For Robert, the alliance with Cnut was essential for the single reason of funding, but God could be a cruel jester with an obtuse sense of humour. On the night of the fifth of August, scarcely two months after the marriage, Robert’s brother was stricken with a seizured flux that emptied his stomach, his bowels, and his body of life.

There were those who suspected poison, but, equally, the fish at supper had tasted rancid, although none other had suffered similar symptoms. But then Richard had always been prone to eat more than was good for him.

34

January 1028—Rouen

A son. Herleve had given birth to a son. William, he was to be called. A lusty, healthy boy. Estrith had learnt of his existence eighteen days after his birth, after her husband had returned from Falaise and boasted of him to his court. If he had assumed Estrith would not care, then he assumed wrong.

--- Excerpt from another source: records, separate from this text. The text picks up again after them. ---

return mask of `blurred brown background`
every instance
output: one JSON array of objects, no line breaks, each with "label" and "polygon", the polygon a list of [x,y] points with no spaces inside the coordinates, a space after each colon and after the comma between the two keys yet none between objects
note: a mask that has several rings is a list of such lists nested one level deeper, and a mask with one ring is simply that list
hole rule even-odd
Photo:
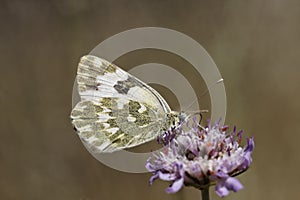
[{"label": "blurred brown background", "polygon": [[80,56],[143,26],[202,44],[225,79],[227,124],[255,136],[245,188],[226,199],[299,198],[299,19],[297,0],[1,0],[0,199],[200,199],[104,166],[69,121]]}]

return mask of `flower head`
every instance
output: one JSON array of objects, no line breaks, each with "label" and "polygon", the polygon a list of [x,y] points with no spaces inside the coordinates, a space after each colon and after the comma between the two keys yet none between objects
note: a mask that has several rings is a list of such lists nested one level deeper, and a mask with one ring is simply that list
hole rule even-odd
[{"label": "flower head", "polygon": [[243,186],[234,176],[249,168],[254,140],[247,139],[242,147],[242,131],[236,132],[235,127],[231,133],[227,130],[228,126],[221,127],[220,123],[209,123],[204,128],[194,122],[188,131],[172,129],[176,134],[179,132],[177,137],[169,131],[170,142],[164,142],[163,150],[146,163],[148,171],[153,173],[149,183],[158,178],[171,181],[167,193],[175,193],[183,185],[201,190],[215,185],[220,197],[241,190]]}]

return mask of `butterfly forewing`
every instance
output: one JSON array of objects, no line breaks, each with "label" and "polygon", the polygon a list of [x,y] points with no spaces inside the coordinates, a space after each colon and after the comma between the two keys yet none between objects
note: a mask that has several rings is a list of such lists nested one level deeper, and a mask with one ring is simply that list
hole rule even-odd
[{"label": "butterfly forewing", "polygon": [[72,123],[80,138],[100,152],[137,146],[169,128],[171,110],[158,92],[116,65],[84,56],[78,66],[81,101]]}]

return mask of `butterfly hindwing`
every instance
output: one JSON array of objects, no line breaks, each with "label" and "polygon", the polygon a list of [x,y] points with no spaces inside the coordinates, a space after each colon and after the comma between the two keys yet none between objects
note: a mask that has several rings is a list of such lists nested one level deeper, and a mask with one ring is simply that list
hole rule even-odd
[{"label": "butterfly hindwing", "polygon": [[153,88],[116,65],[84,56],[78,66],[81,101],[72,123],[80,138],[100,152],[113,152],[154,139],[168,128],[168,104]]}]

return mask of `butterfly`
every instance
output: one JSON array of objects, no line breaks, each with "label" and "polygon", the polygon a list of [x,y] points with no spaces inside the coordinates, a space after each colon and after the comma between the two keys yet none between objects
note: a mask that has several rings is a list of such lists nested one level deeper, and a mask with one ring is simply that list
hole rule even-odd
[{"label": "butterfly", "polygon": [[71,122],[80,139],[100,153],[135,147],[186,120],[152,87],[93,55],[80,59],[76,77],[80,101]]}]

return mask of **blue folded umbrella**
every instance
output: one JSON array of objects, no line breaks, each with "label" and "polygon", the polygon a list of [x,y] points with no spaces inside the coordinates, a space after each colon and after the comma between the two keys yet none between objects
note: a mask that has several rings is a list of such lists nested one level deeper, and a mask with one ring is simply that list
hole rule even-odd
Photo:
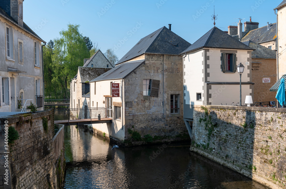
[{"label": "blue folded umbrella", "polygon": [[280,85],[279,85],[279,88],[278,89],[278,90],[277,91],[277,93],[276,94],[276,96],[275,97],[278,100],[278,102],[281,105],[281,106],[283,106],[283,102],[286,104],[286,101],[285,100],[285,87],[284,83],[285,82],[284,78],[282,78],[281,79]]}]

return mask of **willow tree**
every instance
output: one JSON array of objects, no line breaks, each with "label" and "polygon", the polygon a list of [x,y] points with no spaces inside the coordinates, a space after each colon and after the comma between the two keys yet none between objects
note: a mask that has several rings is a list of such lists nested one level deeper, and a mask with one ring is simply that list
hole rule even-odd
[{"label": "willow tree", "polygon": [[69,24],[67,29],[59,32],[61,37],[54,40],[52,57],[54,73],[52,82],[60,88],[61,97],[68,98],[69,83],[76,75],[78,67],[84,64],[84,59],[88,58],[89,51],[82,35],[79,31],[79,25]]}]

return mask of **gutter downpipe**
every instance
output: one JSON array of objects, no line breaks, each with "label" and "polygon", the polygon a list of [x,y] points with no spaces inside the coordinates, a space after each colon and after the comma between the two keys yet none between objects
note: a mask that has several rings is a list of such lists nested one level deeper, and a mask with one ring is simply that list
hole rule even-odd
[{"label": "gutter downpipe", "polygon": [[[277,21],[276,24],[276,64],[277,72],[277,81],[279,80],[279,64],[278,58],[279,57],[279,54],[278,53],[278,14],[276,13],[276,9],[274,10],[274,13],[277,15]],[[277,10],[277,13],[278,13],[278,10]]]},{"label": "gutter downpipe", "polygon": [[44,56],[43,53],[43,47],[46,45],[42,45],[42,70],[43,71],[43,110],[45,110],[45,80],[44,80]]},{"label": "gutter downpipe", "polygon": [[[123,105],[124,104],[124,102],[123,102],[123,100],[124,100],[124,99],[123,99],[123,78],[122,78],[122,80],[121,80],[121,102],[122,102],[122,105],[121,105],[122,109],[122,115],[121,116],[121,119],[122,119],[121,120],[121,122],[122,122],[121,123],[122,124],[122,128],[121,129],[122,130],[123,130],[123,127],[124,127],[124,124],[123,124],[123,121],[124,121],[123,117],[124,117],[124,116],[125,116],[125,113],[124,111],[124,109],[123,108]],[[125,118],[124,117],[124,118]],[[125,135],[125,134],[124,134],[124,136]]]}]

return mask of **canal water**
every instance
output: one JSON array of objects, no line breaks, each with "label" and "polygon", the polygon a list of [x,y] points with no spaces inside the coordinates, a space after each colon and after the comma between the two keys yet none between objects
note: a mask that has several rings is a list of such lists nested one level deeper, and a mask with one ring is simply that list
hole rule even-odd
[{"label": "canal water", "polygon": [[268,188],[190,152],[189,143],[112,150],[109,141],[72,126],[65,145],[65,188]]}]

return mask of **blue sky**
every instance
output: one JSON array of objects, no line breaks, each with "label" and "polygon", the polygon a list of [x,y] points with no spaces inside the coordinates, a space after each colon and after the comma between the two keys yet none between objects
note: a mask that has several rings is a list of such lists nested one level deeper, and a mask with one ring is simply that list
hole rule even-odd
[{"label": "blue sky", "polygon": [[[48,42],[60,37],[69,23],[80,25],[84,36],[98,43],[103,52],[111,48],[119,59],[141,38],[172,24],[172,31],[192,44],[216,26],[227,31],[238,18],[259,23],[276,22],[273,9],[282,0],[26,0],[24,21]],[[124,40],[125,39],[125,40]]]}]

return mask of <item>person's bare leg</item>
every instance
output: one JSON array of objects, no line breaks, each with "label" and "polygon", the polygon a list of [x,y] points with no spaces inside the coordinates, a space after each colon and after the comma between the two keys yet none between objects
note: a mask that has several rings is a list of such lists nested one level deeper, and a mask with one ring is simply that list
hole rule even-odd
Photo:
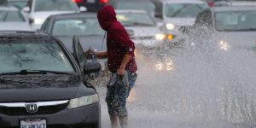
[{"label": "person's bare leg", "polygon": [[118,128],[119,126],[119,118],[117,115],[109,115],[112,128]]},{"label": "person's bare leg", "polygon": [[119,116],[121,128],[128,128],[128,116]]}]

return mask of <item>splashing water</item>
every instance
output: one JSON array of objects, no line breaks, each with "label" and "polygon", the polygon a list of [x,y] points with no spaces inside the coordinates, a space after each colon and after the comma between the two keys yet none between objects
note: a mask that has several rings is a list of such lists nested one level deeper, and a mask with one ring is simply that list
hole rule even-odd
[{"label": "splashing water", "polygon": [[[139,77],[127,103],[130,127],[256,126],[254,51],[222,50],[223,45],[209,44],[201,49],[165,47],[160,57],[137,50]],[[106,88],[97,90],[102,127],[110,127]]]}]

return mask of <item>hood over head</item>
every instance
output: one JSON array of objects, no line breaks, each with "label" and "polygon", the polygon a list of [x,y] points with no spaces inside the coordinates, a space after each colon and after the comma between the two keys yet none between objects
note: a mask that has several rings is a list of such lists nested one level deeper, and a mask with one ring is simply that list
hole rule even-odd
[{"label": "hood over head", "polygon": [[105,31],[110,27],[112,22],[116,21],[116,14],[111,5],[104,6],[97,13],[97,18],[102,28]]}]

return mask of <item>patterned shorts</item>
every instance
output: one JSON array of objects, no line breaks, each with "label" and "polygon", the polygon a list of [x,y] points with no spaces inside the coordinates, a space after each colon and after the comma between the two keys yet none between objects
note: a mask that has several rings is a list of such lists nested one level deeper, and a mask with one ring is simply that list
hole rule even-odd
[{"label": "patterned shorts", "polygon": [[108,84],[108,92],[106,102],[108,104],[108,113],[110,115],[126,116],[126,99],[131,89],[134,86],[137,73],[125,72],[125,76],[117,76],[112,73],[109,83]]}]

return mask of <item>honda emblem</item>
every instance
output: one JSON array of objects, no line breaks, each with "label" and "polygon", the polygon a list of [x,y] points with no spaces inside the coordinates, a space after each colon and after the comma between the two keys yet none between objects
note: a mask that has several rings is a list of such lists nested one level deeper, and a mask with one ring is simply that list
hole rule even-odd
[{"label": "honda emblem", "polygon": [[26,104],[26,108],[27,113],[37,113],[38,105],[36,103],[28,103]]}]

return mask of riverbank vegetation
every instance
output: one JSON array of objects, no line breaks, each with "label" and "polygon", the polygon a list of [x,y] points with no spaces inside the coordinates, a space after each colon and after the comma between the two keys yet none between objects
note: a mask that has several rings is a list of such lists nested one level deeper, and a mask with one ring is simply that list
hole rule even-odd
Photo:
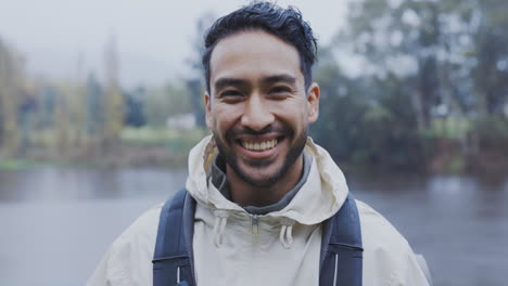
[{"label": "riverbank vegetation", "polygon": [[[310,134],[346,169],[506,172],[507,13],[503,0],[352,1],[346,26],[319,47]],[[201,44],[192,75],[130,89],[117,49],[105,46],[104,78],[77,65],[50,80],[27,76],[29,58],[0,35],[0,168],[186,164],[208,133]]]}]

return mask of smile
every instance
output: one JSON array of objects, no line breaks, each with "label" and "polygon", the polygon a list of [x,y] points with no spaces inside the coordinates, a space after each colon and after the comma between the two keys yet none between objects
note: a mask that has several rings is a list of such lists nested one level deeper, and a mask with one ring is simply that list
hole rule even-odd
[{"label": "smile", "polygon": [[262,152],[262,151],[267,151],[267,150],[275,147],[277,145],[277,142],[278,142],[277,139],[267,140],[264,142],[251,142],[251,141],[242,140],[241,144],[246,150]]}]

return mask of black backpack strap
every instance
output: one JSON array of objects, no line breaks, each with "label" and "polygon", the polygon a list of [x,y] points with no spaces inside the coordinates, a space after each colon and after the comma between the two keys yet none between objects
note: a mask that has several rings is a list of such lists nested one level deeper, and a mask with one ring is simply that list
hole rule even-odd
[{"label": "black backpack strap", "polygon": [[361,286],[363,251],[358,208],[347,195],[323,225],[319,285]]},{"label": "black backpack strap", "polygon": [[154,286],[195,285],[192,264],[194,208],[195,202],[186,190],[164,204],[152,261]]}]

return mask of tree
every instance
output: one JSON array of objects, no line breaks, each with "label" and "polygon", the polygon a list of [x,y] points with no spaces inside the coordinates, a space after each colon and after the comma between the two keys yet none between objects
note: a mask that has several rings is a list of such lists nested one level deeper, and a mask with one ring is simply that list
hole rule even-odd
[{"label": "tree", "polygon": [[7,156],[18,145],[17,110],[24,81],[23,58],[0,38],[0,147]]},{"label": "tree", "polygon": [[116,39],[111,37],[105,49],[106,83],[104,91],[104,147],[112,150],[120,136],[124,122],[124,100],[118,83]]}]

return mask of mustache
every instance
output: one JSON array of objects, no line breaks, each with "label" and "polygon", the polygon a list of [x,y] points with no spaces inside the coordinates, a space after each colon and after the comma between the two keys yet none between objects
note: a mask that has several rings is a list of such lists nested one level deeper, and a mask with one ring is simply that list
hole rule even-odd
[{"label": "mustache", "polygon": [[282,126],[282,127],[267,126],[259,131],[256,131],[249,127],[243,127],[241,129],[228,130],[226,132],[226,138],[233,139],[234,136],[238,136],[238,135],[263,135],[267,133],[279,133],[281,135],[290,135],[293,133],[293,130],[287,126]]}]

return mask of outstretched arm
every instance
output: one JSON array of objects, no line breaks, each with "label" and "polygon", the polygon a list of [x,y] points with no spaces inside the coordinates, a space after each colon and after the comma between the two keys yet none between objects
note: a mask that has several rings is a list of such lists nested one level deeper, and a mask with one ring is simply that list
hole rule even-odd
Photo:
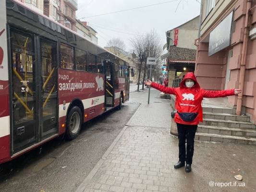
[{"label": "outstretched arm", "polygon": [[227,96],[238,95],[240,93],[241,93],[241,90],[237,89],[221,91],[207,91],[203,89],[203,94],[204,97],[214,98],[224,97]]},{"label": "outstretched arm", "polygon": [[152,82],[148,80],[147,81],[145,81],[144,84],[147,85],[150,85],[152,87],[157,89],[162,92],[168,93],[169,94],[176,95],[175,89],[174,88],[166,87],[161,84]]}]

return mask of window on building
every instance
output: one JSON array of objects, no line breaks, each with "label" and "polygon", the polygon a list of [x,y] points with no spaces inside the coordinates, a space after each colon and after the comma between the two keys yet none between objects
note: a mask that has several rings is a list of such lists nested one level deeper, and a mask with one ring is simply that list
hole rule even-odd
[{"label": "window on building", "polygon": [[90,53],[88,53],[87,55],[87,71],[89,72],[97,72],[96,57]]},{"label": "window on building", "polygon": [[205,15],[206,17],[209,14],[212,8],[215,6],[215,0],[205,0]]},{"label": "window on building", "polygon": [[73,47],[61,44],[61,67],[62,69],[74,69],[74,50]]},{"label": "window on building", "polygon": [[65,14],[68,14],[68,6],[67,5],[65,5]]},{"label": "window on building", "polygon": [[26,3],[30,3],[35,7],[37,7],[37,0],[26,0]]},{"label": "window on building", "polygon": [[60,14],[57,14],[57,20],[59,23],[61,23],[61,15]]},{"label": "window on building", "polygon": [[53,6],[53,18],[55,19],[57,19],[57,8]]},{"label": "window on building", "polygon": [[85,51],[79,48],[75,48],[75,64],[77,70],[86,71],[86,53]]}]

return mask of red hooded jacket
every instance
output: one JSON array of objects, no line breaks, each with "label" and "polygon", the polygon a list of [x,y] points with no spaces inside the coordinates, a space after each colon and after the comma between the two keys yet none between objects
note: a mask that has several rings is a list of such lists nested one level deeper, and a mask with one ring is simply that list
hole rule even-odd
[{"label": "red hooded jacket", "polygon": [[[185,84],[187,79],[192,79],[195,84],[191,88],[187,88]],[[207,91],[201,89],[193,72],[188,72],[181,82],[179,87],[165,87],[160,84],[152,82],[151,86],[162,92],[176,96],[175,108],[180,113],[198,113],[195,120],[192,121],[184,121],[176,113],[174,121],[176,123],[187,125],[197,125],[199,121],[203,122],[202,101],[203,97],[213,98],[225,97],[234,95],[234,89],[222,91]]]}]

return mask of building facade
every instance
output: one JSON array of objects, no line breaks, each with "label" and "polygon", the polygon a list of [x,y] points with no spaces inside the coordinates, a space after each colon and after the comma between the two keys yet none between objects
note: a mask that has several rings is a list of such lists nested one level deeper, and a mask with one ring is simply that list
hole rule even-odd
[{"label": "building facade", "polygon": [[98,44],[98,37],[96,36],[97,32],[88,26],[86,22],[77,20],[76,27],[78,33],[90,39],[96,44]]},{"label": "building facade", "polygon": [[239,88],[227,105],[256,122],[256,0],[202,0],[195,74],[202,88]]},{"label": "building facade", "polygon": [[[195,39],[198,36],[199,16],[166,32],[168,53],[166,57],[169,72],[169,86],[179,86],[187,72],[194,72],[195,64],[196,46]],[[177,83],[176,83],[177,82]]]},{"label": "building facade", "polygon": [[37,12],[76,31],[77,0],[19,0]]}]

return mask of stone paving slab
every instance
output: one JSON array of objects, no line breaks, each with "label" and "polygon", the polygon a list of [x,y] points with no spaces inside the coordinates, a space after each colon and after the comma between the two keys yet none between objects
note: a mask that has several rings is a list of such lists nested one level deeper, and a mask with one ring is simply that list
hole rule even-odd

“You will not see that slut again,” Estrith said, standing in front of Robert, her arms folded, her back rigid, face set. “I forbid it.”

Robert laughed. “That slut, as you call her, is the mother of my children.”

“They are the bastards of a whore. This boy will never be anything more than the by-blow of a tanner’s daughter. I am your wife, not her.”

“And I wish to God she was!” Robert roared back. “She is good and kind; she gives me pleasure, gives me love. What do I get from you? Dieu, there is more warmth in a block of ice than in you.”

“Do not blame me for any failure in bed; the fault is yours. How you can believe that boy was sired by you is beyond comprehension. How did you manage it? That flaccid cock of yours has as much chance of siring children as a mule in a herd of mares! I’ve seen more life in a dead chicken than in your pizzle!”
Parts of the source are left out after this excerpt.